Data Product CI/CD Pipeline¶
Ready to get your Data Product up and running smoothly? In this guide, we'll show you how to set up a CI/CD pipeline for deploying a Data Product using Bitbucket. A CI/CD pipeline (Continuous Integration/Continuous Deployment) automates the process of building, testing, and deploying your Data Product, saving you time and reducing manual work.
Scenario¶
Imagine you’re about to launch a 'Product360' Data Product. Every update and change requires careful deployment to ensure data accuracy. But doing this manually is time-consuming and error-prone. Here’s where the CI/CD pipeline steps in—your automated ally that handles it all for you. You’ll go through setting up a Bitbucket repository, defining configuration files, and deploying with just a push of a button.
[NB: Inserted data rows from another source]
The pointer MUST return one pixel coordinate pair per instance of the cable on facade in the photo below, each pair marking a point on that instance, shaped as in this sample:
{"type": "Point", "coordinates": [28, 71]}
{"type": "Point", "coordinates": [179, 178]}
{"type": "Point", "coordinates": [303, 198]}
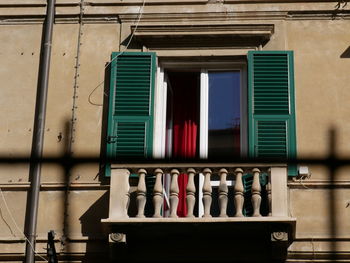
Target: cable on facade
{"type": "Point", "coordinates": [125, 48]}
{"type": "Point", "coordinates": [17, 227]}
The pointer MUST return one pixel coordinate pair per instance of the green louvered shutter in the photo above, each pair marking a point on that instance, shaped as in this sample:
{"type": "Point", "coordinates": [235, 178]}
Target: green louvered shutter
{"type": "Point", "coordinates": [271, 107]}
{"type": "Point", "coordinates": [130, 117]}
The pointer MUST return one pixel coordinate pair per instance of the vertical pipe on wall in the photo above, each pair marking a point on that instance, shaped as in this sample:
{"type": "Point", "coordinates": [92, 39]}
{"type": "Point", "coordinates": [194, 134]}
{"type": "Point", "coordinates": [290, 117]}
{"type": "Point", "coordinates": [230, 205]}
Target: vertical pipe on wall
{"type": "Point", "coordinates": [38, 132]}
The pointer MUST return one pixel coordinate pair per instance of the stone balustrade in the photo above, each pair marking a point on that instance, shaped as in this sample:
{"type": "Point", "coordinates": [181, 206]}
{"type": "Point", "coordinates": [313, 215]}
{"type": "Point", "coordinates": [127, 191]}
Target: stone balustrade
{"type": "Point", "coordinates": [243, 190]}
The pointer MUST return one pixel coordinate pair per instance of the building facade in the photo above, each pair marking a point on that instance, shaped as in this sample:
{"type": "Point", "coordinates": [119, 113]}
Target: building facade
{"type": "Point", "coordinates": [122, 75]}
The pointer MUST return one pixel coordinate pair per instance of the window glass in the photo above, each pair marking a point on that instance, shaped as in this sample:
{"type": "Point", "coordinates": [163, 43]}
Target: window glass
{"type": "Point", "coordinates": [224, 114]}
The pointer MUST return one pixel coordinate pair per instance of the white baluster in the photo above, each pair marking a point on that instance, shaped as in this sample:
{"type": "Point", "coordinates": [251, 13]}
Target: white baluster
{"type": "Point", "coordinates": [174, 192]}
{"type": "Point", "coordinates": [207, 190]}
{"type": "Point", "coordinates": [269, 193]}
{"type": "Point", "coordinates": [190, 192]}
{"type": "Point", "coordinates": [223, 192]}
{"type": "Point", "coordinates": [239, 192]}
{"type": "Point", "coordinates": [141, 193]}
{"type": "Point", "coordinates": [256, 192]}
{"type": "Point", "coordinates": [158, 193]}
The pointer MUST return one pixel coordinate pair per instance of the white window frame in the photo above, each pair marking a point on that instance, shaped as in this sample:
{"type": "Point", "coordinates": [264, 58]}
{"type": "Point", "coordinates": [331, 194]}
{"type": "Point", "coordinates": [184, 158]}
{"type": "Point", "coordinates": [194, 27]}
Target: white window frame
{"type": "Point", "coordinates": [160, 106]}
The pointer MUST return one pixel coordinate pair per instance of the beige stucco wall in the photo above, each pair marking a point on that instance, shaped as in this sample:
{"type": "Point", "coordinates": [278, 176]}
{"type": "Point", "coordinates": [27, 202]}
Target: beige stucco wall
{"type": "Point", "coordinates": [322, 94]}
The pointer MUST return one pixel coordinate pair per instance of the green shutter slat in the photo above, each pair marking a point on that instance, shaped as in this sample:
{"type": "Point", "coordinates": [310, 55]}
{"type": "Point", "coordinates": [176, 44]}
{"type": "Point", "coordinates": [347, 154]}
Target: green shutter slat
{"type": "Point", "coordinates": [271, 138]}
{"type": "Point", "coordinates": [271, 75]}
{"type": "Point", "coordinates": [133, 82]}
{"type": "Point", "coordinates": [271, 110]}
{"type": "Point", "coordinates": [130, 117]}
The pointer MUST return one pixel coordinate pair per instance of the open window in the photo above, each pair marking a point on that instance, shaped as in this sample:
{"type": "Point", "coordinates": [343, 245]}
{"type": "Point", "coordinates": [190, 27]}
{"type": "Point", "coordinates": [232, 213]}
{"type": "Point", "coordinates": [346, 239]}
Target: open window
{"type": "Point", "coordinates": [201, 110]}
{"type": "Point", "coordinates": [138, 126]}
{"type": "Point", "coordinates": [182, 110]}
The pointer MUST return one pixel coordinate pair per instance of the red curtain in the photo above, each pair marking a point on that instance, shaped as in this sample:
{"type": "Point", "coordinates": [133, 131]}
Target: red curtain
{"type": "Point", "coordinates": [185, 127]}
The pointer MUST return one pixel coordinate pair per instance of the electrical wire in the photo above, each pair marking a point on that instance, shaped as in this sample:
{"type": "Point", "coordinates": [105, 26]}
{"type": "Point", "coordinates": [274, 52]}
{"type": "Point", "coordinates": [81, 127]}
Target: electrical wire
{"type": "Point", "coordinates": [125, 48]}
{"type": "Point", "coordinates": [19, 230]}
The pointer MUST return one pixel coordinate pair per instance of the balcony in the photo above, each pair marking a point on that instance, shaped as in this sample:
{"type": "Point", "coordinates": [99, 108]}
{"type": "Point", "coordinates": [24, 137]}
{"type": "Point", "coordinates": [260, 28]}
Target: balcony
{"type": "Point", "coordinates": [247, 204]}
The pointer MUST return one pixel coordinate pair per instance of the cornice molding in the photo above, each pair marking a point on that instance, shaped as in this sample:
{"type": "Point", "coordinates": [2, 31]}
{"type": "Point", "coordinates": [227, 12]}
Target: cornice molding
{"type": "Point", "coordinates": [189, 18]}
{"type": "Point", "coordinates": [322, 184]}
{"type": "Point", "coordinates": [203, 36]}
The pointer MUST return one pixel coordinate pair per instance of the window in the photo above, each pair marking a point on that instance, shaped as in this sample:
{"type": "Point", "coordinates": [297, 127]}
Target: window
{"type": "Point", "coordinates": [268, 106]}
{"type": "Point", "coordinates": [205, 114]}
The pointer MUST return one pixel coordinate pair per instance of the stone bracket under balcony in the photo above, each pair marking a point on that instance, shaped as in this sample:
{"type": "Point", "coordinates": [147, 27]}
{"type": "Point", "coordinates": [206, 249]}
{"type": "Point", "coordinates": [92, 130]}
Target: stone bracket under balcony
{"type": "Point", "coordinates": [222, 224]}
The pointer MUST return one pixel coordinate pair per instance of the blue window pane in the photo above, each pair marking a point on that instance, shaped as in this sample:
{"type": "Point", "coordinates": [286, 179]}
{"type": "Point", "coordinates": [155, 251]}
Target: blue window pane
{"type": "Point", "coordinates": [224, 114]}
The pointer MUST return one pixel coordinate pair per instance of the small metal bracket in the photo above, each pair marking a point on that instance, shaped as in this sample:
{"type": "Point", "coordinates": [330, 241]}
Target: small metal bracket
{"type": "Point", "coordinates": [117, 238]}
{"type": "Point", "coordinates": [279, 236]}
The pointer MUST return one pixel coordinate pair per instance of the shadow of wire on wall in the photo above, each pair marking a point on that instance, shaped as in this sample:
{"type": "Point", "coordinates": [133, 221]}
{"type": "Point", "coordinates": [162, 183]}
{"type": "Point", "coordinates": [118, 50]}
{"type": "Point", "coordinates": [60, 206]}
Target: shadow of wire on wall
{"type": "Point", "coordinates": [90, 219]}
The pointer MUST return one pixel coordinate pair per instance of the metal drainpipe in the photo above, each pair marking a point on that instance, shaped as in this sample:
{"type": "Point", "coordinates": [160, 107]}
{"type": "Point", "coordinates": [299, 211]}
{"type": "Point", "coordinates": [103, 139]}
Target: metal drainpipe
{"type": "Point", "coordinates": [38, 132]}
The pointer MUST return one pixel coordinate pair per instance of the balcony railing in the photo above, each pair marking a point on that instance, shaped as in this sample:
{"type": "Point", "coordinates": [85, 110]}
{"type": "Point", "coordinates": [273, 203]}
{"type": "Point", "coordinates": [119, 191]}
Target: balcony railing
{"type": "Point", "coordinates": [250, 192]}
Let’s get started and watch your deployments go from tedious to seamless!
The following steps are provided to guide you through the successful setup of a CI/CD Data Product pipeline:
-
Creating a repository in Bitbucket
-
Cloning the repository and adding the downloaded folder to it
-
Making specific modifications to the folder/directory
-
Adding repository variables in Bitbucket
-
Deploying the pipeline
-
Verifying the deployment
Pre-requisites¶
To begin building the pipeline, ensure the following prerequisites are met:
- Have a blueprint of the Data Product you plan to build. For example, if creating a Data Product like
sales-360
, identify the necessary resources, such as Depot, Services, Workflows, or Lens. -
Obtain the following DataOS environment variables:
-
License organization ID, license key, Docker username & password, and DataOS prime API key: These details can be provided by the DataOS operator or admin.
-
API key: Generate the DataOS API key in the DataOS profile section.
-
Client secret, access token, and refresh token: These can be obtained from the
.dataos
folder within your home directory.
-
Steps to build a CI/CD pipeline¶
Follow these steps to begin building the CI/CD pipeline for your Data Product.
Step 1: Create a Bitbucket repository¶
Begin by creating a Bitbucket repository. Follow these steps to set up the repository in Bitbucket:
a. Log in to your Bitbucket account.
b. Select the “Create” drop-down menu and choose 'Repository'.
c. Enter the project, repository name, and default branch name. If you want the repository to be public, uncheck the private repository option. Then, click on 'Create repository'.
d. The repository creation can be verified by navigating to the Repositories tab.
Step 2: Clone the repository¶
Follow these steps to clone the repository:
a. Open the repository and click the 'Clone' button.
b. Copy the provided URL, paste it into your terminal, and press Enter.
c. The repository can now be found in your home/root directory.
Step 3: Start building the Data Product¶
Follow the below steps to start building the Data Product by creating the manifest files of the all the Resources and Data Product. For example, to create a Data Product, an Instance Secret is first created to store the connection details of the BigQuery data source. A Depot for the data connection is then created, followed by the creation of a Depot Scanner manifest file. For data transformation, a Flare job is created, with multiple Flare jobs allowed for transforming multiple datasets. A Bundle is created to include the paths of the Instance Secret, Depot, Depot Scanner, and Flare jobs, along with their dependencies. Finally, a Data Product manifest file is created to apply the Data Product, and a Data Product Scanner is deployed to the Data Product Hub.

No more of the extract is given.